|
Ilustri hutan. Foto : rtcc.org. |
JAKARTA, BL- Satu lagi badan baru yang dibentuk Presiden Susilo Bambang Yudhoyono (SBY) yang khusus mengurusi pelaksanaan upaya penurunan emisi gas rumah kaca (GRK) dari deforestasi, degradasi hutan dan konversi lahan gambut, atau yang dinamakan Badan REDD+”.
Lembaga tersebut diperkuat dengan Keputusan Presiden No 62/2013. Keputusan ini merupakan bagian dari komitmen Indonesia untuk menurunkan emisi GRK sebesar 26% dari tingkat business as usual pada tahun 2020 atau sampai dengan 41% dengan bantuan internasional, sebagaimana yang diumumkan oleh Presiden SBY pada tahun 2009.
Menurut rilis yang dikeluarkan Sekretariat Kabinet, Badan REDD+ ini akan dipimpin kepala badan setingkat Menteri dan merupakan salah satu elemen utama dalam melaksanakan komitmen REDD+ di Indonesia, diantaranya untuk memastikan keberlangsungan Kemitraan REDD+ antara pemerintah Indonesia dan Norwegia. Pemerintah Norwegia telah sepakat untuk memberikan dukungan hingga satu miliar US $ secara bertahap, khususnya untuk untuk skema “pembayaran atas kinerja kerja” didalam upaya mengurangi emisi GRK dari deforestasi hutan dan lahan gambut.
Tujuan dari Badan REDD+ ini adalah adalah untuk mencapai pengurangan emisi GRK dari deforestasi, degradasi hutan dan lahan gambut dan memastikan bahwa upaya ini dikelola secara efektif, efisien, adil dan berkelanjutan.

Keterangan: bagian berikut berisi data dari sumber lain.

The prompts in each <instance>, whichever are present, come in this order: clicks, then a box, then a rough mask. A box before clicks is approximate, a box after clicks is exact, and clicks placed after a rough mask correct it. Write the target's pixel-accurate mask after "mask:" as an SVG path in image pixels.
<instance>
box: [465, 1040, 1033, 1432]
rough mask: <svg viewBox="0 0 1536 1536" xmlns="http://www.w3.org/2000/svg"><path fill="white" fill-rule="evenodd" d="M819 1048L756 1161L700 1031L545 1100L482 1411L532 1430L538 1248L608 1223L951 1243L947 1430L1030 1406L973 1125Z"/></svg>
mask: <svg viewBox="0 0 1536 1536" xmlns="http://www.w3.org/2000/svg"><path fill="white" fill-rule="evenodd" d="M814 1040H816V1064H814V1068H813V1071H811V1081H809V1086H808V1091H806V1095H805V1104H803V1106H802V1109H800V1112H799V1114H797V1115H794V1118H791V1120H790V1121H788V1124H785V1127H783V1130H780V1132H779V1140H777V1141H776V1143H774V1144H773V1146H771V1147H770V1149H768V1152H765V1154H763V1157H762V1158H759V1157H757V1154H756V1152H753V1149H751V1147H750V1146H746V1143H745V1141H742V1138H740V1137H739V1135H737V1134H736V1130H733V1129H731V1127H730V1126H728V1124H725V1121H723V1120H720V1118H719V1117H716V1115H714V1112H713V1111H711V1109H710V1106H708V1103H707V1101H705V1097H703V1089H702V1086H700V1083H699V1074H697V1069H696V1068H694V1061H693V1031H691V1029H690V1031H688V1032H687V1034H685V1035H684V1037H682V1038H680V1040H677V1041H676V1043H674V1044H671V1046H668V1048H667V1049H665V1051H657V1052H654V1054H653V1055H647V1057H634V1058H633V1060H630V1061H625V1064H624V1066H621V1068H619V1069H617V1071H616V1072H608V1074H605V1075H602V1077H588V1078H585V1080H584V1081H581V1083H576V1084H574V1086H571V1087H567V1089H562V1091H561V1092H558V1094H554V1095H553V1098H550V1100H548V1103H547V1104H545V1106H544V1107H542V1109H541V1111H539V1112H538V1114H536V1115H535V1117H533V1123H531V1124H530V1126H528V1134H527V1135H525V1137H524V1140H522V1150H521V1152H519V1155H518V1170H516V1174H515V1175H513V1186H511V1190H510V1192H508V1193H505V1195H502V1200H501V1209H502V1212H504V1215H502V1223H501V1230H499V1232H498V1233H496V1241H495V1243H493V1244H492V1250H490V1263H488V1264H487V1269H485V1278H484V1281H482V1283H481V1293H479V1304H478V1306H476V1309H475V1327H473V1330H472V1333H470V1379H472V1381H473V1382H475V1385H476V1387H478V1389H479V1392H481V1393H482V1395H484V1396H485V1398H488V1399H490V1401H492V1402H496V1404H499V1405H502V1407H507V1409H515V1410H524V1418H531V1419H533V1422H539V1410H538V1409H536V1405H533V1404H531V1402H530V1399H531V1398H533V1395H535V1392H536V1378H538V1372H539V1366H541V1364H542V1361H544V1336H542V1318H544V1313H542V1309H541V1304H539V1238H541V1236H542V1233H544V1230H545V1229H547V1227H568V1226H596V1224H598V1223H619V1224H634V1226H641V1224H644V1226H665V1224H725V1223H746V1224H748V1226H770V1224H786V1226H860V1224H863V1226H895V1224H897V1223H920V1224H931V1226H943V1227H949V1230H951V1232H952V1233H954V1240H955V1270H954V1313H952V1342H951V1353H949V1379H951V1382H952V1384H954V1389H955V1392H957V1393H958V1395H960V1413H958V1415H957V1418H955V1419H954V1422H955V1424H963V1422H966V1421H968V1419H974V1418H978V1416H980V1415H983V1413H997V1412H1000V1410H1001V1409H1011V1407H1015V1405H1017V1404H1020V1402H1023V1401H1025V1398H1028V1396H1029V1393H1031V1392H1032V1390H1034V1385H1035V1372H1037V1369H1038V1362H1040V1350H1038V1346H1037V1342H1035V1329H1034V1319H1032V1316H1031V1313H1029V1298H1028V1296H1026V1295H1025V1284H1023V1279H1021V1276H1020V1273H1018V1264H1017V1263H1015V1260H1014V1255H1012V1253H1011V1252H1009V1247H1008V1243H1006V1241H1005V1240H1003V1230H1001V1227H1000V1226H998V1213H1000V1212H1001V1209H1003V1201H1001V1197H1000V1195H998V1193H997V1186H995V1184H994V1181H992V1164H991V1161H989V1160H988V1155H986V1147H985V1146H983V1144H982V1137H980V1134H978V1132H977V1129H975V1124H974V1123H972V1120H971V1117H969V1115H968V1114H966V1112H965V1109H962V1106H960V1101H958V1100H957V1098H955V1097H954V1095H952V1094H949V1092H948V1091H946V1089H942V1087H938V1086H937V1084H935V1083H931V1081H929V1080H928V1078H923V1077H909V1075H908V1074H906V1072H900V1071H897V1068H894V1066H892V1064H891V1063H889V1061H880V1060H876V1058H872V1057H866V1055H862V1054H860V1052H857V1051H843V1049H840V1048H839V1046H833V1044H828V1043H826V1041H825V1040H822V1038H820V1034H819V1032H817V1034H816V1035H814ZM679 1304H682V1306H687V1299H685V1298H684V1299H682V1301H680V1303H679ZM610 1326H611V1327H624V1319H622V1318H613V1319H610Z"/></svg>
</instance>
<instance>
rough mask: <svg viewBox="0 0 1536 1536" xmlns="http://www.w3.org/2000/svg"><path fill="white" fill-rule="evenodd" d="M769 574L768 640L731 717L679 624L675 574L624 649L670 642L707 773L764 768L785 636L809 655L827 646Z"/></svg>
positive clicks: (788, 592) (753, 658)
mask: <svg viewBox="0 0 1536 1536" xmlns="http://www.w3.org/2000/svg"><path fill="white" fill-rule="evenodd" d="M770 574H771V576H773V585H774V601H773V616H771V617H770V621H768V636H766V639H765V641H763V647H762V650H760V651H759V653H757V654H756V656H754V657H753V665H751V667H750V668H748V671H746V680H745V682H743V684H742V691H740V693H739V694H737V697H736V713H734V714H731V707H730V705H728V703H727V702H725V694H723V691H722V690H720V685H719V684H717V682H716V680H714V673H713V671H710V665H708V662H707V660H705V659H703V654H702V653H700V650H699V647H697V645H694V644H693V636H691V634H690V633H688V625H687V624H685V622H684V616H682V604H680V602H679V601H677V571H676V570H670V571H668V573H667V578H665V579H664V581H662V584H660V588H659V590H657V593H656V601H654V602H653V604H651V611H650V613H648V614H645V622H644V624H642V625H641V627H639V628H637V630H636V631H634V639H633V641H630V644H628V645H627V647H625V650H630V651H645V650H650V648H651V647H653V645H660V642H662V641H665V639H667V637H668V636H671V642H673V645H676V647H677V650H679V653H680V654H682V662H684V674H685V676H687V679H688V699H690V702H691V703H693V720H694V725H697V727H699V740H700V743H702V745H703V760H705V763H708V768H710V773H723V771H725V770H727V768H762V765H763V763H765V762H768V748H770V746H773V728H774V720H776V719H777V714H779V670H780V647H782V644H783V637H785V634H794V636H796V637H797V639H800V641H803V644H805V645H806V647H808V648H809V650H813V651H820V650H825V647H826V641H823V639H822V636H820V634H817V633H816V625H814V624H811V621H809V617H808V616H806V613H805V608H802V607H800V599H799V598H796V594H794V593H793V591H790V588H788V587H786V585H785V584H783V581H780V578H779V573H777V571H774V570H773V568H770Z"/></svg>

“Proses mendirikan Badan ini sudah berlangsung lama dan menyeluruh. Pembentukan Badan REDD+ merupakan bukti komitmen Indonesia untuk berkontribusi terhadap upaya global dalam mengurangi emisi karbon, untuk melestarikan hutan Indonesia yang memiliki keanekaragaman hayati yang luar biasa. Dan pada akhirnya akan meningkatkan kesejahteraan masyarakat lokal dan masyarakat adat yang hidupnya bergantung kepada sumber daya hutan” ujar Agus Purnomo, Staf Khusus Presiden SBY di bidang perubahan iklim.
Badan ini diharapkan menciptakan kepercayaan bagi komunitas internasional untuk berinvestasi ke dalam ekosistem hutan Indonesia yang unik dan memberikan jasa iklim yang penting secara global.
“Melalui Satuan Tugas REDD+ yang beroperasi sejak September 2010, telah diuraikan berbagai rencana REDD+, yang terlibat dalam konsultasi luas dengan para pemangku kepentingan nasional dan lokal. Sekarang kita memiliki Strategi Nasional REDD+, desain Instrumen Pendanaan REDD+, desain MRV termasuk program One Map yang akan dijadikan sebagai dasar untuk mengukur prestasi dalam menjaga hutan dan lahan gambut. Kita telah mendirikan sebuah platform untuk kegiatan REDD+ di beberapa provinsi, dengan fokus di provinsi percontohan Kalimantan Tengah yang melibatkan masyarakat dan pemerintah daerah. Kami telah memulai kajian akan izin pertambangan dan perkebunan dan mempercepat proses pengukuhan hutan di Kalimantan Tengah. Tapi yang lebih penting, kami telah menetapkan transparansi, pendekatan non-birokratis, partisipasi multi stakeholder dan fokus pada perbaikan tata kelola sebagai prinsip kerja untuk lembaga” jelas Kuntoro Mangkusubroto, Kepala Satuan Tugas REDD+ Indonesia yang baru saja mengakhiri tugas yang diamanatkan kepadanya.
Kuntoro menambahkan bahwa Badan REDD dapat segera mulai menerapkan rencana tersebut dan prinsip-prinsip, dan berusaha untuk memberikan hasil yang terukur.
Menteri Kehutanan Zulkifli Hassan yang bertanggung jawab atas pengelolaan hutan di atas lahan seluas lebih dari 100 juta hektar di seluruh Indonesia, menyambut baik terbentuknya Badan REDD+ ini dan berharap agar terjalinya kemitraan produktif di tahun-tahun mendatang. “Untuk pertama kalinya dalam sejarah modern Indonesia, upaya untuk melestarikan hutan dan lahan gambut dapat menambahkan pendapatan pemerintah daerah dan memberikan keuntungan langsung bagi masyarakat lokal dan adat” ujarnya.
Kepengurusan Badan REDD+ akan diputuskan dalam beberapa minggu kedepan. (Marwan Azis).